Para cada valor antidemocrático, a equipa desenvolveu três critérios para determinar se o valor estava presente numa publicação nas redes sociais. Cada postagem recebeu uma classificação de 1 a 3 de acordo com quantos critérios foram atendidos. Por exemplo, as publicações com classificações numéricas mais baixas podem apenas expressar um ponto de vista partidário, enquanto as publicações com classificações mais elevadas eram muitas vezes ativamente antagônicas em relação à outra parte ou amplificavam emoções negativas.
A equipe então criou um feed de mídia social de 60 postagens chamado PolitiFeed com sete condições diferentes, incluindo: um feed baseado em engajamento; um feed com avisos de conteúdo; um feed com postagens altamente antidemocráticas rebaixadas; e um feed com postagens antidemocráticas removidas e substituídas.
Utilizando uma plataforma de crowdsourcing, testaram o impacto destes feeds em 1.380 participantes do estudo. O resultado: menor animosidade partidária entre democratas e republicanos que leem o feed de rebaixamento ou o feed de remoção e substituição em comparação com aqueles que leem o feed baseado em engajamento.

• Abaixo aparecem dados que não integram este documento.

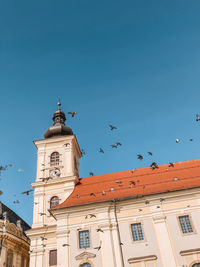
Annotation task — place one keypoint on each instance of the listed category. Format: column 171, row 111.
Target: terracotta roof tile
column 147, row 181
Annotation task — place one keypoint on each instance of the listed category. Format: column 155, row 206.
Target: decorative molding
column 189, row 251
column 143, row 258
column 85, row 256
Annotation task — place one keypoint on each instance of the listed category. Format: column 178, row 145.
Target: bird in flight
column 73, row 113
column 27, row 192
column 101, row 150
column 66, row 144
column 83, row 152
column 99, row 247
column 91, row 216
column 99, row 230
column 113, row 146
column 197, row 117
column 43, row 238
column 112, row 127
column 154, row 165
column 42, row 213
column 119, row 144
column 16, row 201
column 140, row 157
column 64, row 245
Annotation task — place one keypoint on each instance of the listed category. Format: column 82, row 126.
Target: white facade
column 163, row 244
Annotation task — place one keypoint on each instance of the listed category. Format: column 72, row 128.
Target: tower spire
column 58, row 128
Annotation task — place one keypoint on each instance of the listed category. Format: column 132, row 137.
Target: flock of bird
column 153, row 165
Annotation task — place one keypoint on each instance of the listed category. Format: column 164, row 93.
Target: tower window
column 185, row 224
column 137, row 232
column 52, row 257
column 84, row 240
column 85, row 265
column 54, row 201
column 54, row 159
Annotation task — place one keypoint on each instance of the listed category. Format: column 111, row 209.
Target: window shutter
column 53, row 257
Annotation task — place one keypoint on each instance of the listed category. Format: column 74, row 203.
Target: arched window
column 9, row 262
column 85, row 265
column 54, row 159
column 54, row 201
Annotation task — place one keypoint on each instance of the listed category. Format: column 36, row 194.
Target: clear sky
column 134, row 64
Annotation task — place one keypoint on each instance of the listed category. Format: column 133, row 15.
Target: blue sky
column 134, row 64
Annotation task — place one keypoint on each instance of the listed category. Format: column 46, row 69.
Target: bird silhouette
column 171, row 164
column 101, row 150
column 99, row 230
column 112, row 127
column 140, row 157
column 73, row 113
column 197, row 117
column 27, row 192
column 119, row 144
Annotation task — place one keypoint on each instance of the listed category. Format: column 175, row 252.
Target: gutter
column 118, row 233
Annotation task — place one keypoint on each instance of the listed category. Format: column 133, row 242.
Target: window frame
column 53, row 164
column 56, row 257
column 191, row 222
column 50, row 202
column 78, row 240
column 142, row 227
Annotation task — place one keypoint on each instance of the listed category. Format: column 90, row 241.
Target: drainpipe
column 118, row 232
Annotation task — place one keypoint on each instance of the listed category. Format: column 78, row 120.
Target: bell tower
column 57, row 169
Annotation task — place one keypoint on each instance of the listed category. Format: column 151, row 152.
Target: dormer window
column 54, row 201
column 54, row 159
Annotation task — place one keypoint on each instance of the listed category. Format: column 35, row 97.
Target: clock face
column 55, row 173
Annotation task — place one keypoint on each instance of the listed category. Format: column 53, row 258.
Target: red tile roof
column 119, row 185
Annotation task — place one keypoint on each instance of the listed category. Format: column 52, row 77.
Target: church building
column 148, row 217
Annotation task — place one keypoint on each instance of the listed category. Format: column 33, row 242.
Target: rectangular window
column 137, row 233
column 84, row 240
column 52, row 257
column 185, row 224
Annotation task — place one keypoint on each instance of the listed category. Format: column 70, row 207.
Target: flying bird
column 119, row 144
column 64, row 245
column 42, row 213
column 83, row 152
column 112, row 127
column 154, row 165
column 27, row 192
column 99, row 247
column 140, row 157
column 16, row 201
column 171, row 164
column 66, row 144
column 101, row 150
column 113, row 146
column 43, row 238
column 73, row 113
column 99, row 230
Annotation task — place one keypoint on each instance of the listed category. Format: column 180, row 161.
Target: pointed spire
column 59, row 127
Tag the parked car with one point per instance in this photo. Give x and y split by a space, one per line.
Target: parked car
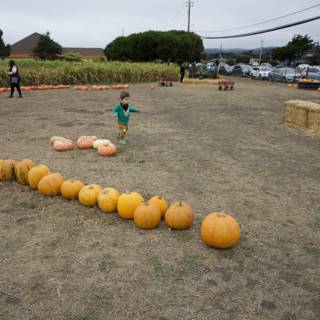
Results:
242 70
313 73
260 72
284 75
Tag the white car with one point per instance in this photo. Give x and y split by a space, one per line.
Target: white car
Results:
260 72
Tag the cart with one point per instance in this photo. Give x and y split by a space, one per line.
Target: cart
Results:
165 82
226 85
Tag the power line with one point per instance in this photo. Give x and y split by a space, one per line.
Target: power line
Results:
262 22
178 12
265 30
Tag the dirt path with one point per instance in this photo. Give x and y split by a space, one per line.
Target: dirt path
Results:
216 151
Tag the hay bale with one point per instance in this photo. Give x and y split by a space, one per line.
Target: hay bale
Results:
296 113
305 114
201 81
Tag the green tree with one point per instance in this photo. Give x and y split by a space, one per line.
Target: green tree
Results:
294 50
5 50
47 48
176 46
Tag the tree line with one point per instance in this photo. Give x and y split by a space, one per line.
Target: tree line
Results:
170 46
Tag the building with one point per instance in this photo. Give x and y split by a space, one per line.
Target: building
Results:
24 47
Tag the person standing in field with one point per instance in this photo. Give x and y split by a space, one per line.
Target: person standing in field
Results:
182 72
14 78
122 112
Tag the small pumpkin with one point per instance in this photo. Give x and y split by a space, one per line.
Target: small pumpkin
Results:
88 195
108 200
7 168
127 203
21 170
98 142
53 139
35 174
147 216
161 203
107 150
86 142
179 216
63 145
50 184
70 189
220 230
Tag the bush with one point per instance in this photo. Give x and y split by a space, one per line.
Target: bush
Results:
72 57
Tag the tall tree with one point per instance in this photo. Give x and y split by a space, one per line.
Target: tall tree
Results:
177 46
5 50
47 48
294 50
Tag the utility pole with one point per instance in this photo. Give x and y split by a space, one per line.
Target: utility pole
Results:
189 5
261 52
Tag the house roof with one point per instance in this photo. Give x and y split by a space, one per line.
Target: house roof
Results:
25 46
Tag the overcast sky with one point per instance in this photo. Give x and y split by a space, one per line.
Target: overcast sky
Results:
95 23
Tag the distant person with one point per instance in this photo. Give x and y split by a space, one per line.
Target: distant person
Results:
14 78
122 112
182 72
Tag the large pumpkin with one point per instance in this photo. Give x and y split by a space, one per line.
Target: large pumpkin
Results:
21 170
220 230
7 168
147 216
161 203
99 142
179 216
86 142
70 189
107 149
127 203
108 200
35 174
50 184
63 145
88 195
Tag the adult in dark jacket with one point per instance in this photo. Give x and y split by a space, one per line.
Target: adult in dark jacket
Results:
14 78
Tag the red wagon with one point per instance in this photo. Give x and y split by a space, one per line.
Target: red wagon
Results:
226 84
165 82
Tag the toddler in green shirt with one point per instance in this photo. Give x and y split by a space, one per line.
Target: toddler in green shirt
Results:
122 112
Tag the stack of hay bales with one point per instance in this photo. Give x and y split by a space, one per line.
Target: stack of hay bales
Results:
202 81
305 114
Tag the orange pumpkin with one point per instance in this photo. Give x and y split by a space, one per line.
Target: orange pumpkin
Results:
107 149
50 184
21 170
108 200
161 203
147 216
127 204
88 195
63 145
220 230
35 174
179 216
70 189
86 142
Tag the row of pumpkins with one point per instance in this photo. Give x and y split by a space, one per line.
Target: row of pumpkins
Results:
104 147
218 229
98 88
61 86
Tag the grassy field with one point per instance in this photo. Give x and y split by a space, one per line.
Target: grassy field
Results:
59 72
215 150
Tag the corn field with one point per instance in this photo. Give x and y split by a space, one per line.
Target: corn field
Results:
35 72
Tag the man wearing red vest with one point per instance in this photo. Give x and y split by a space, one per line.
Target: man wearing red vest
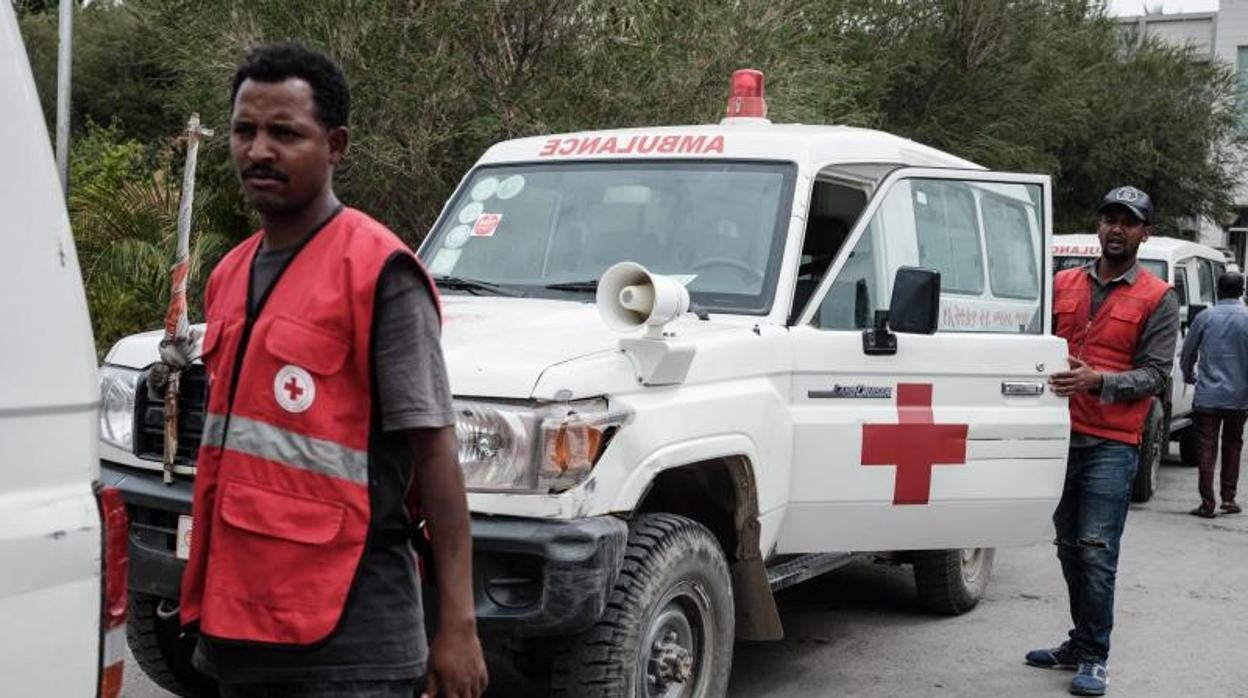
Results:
327 411
1120 324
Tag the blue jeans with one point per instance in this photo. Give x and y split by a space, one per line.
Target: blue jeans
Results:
1090 520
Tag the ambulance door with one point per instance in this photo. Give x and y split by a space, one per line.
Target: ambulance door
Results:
952 440
1181 392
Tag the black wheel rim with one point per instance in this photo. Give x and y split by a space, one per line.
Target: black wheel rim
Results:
677 644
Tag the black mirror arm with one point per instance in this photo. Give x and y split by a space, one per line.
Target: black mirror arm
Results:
880 341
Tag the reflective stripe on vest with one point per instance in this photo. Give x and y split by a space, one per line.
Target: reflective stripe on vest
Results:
286 447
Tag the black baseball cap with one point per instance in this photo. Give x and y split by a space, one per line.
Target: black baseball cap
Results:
1130 199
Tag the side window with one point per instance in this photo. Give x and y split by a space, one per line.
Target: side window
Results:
940 224
1207 282
947 234
858 290
1007 230
1181 285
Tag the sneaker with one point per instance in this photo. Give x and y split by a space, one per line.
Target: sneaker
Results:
1061 657
1090 679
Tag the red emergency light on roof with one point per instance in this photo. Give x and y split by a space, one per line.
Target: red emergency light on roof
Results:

Para ampliar seus esforços, a equipe recorreu em seguida a um grande modelo de linguagem, o GPT-4, para ver se conseguiria avaliar as postagens nas redes sociais com a mesma eficácia que a equipe havia feito manualmente. Adotaram uma abordagem de “disparo zero”, o que significa que, em vez de treinar o sistema de IA com exemplos, deram instruções em linguagem simples, descrevendo como avaliar as oito medidas de valores antidemocráticos na sua escala de 3 pontos. O resultado: as classificações algorítmicas do GPT-4 estavam altamente correlacionadas com as classificações manuais e, talvez mais importante, implementá-las no feed da mídia social ainda rendeu animosidade partidária reduzida. Além disso, os utilizadores consideraram os vários feeds igualmente envolventes – sugerindo que os utilizadores continuarão a clicar mesmo que as empresas implementem funções de objectivo social. Além disso, a equipe descobriu que os avisos de conteúdo saíram pela culatra, pois levantaram preocupações sobre a liberdade de expressão entre os conservadores. Notavelmente, o feed de rebaixamento e o feed de remoção e substituição são mais eficazes na redução da animosidade entre pessoas que são fracamente partidárias do que entre aquelas que são fortemente partidárias.
Direções futuras
A equipa está atualmente a trabalhar numa experiência longitudinal e em grande escala num ambiente mais natural – implementando o modelo de valores democráticos nos feeds das pessoas nas redes sociais em tempo real para ver se terá algum impacto.
“As redes sociais de hoje já incorporam valores, mas muitas vezes eles são definidos implicitamente”, diz Lam. No futuro, a equipa pretende prosseguir o trabalho empírico que implemente explicitamente funções de objetivo social no contexto das redes sociais e meça o seu impacto. “Devíamos experimentar valores diferentes, como o bem-estar mental ou a sustentabilidade ambiental – e também a forma como eles se comparam”, diz Lam. “Isso é especialmente importante à medida que avançamos para comunidades diferentes que podem ter normas e necessidades diferentes.”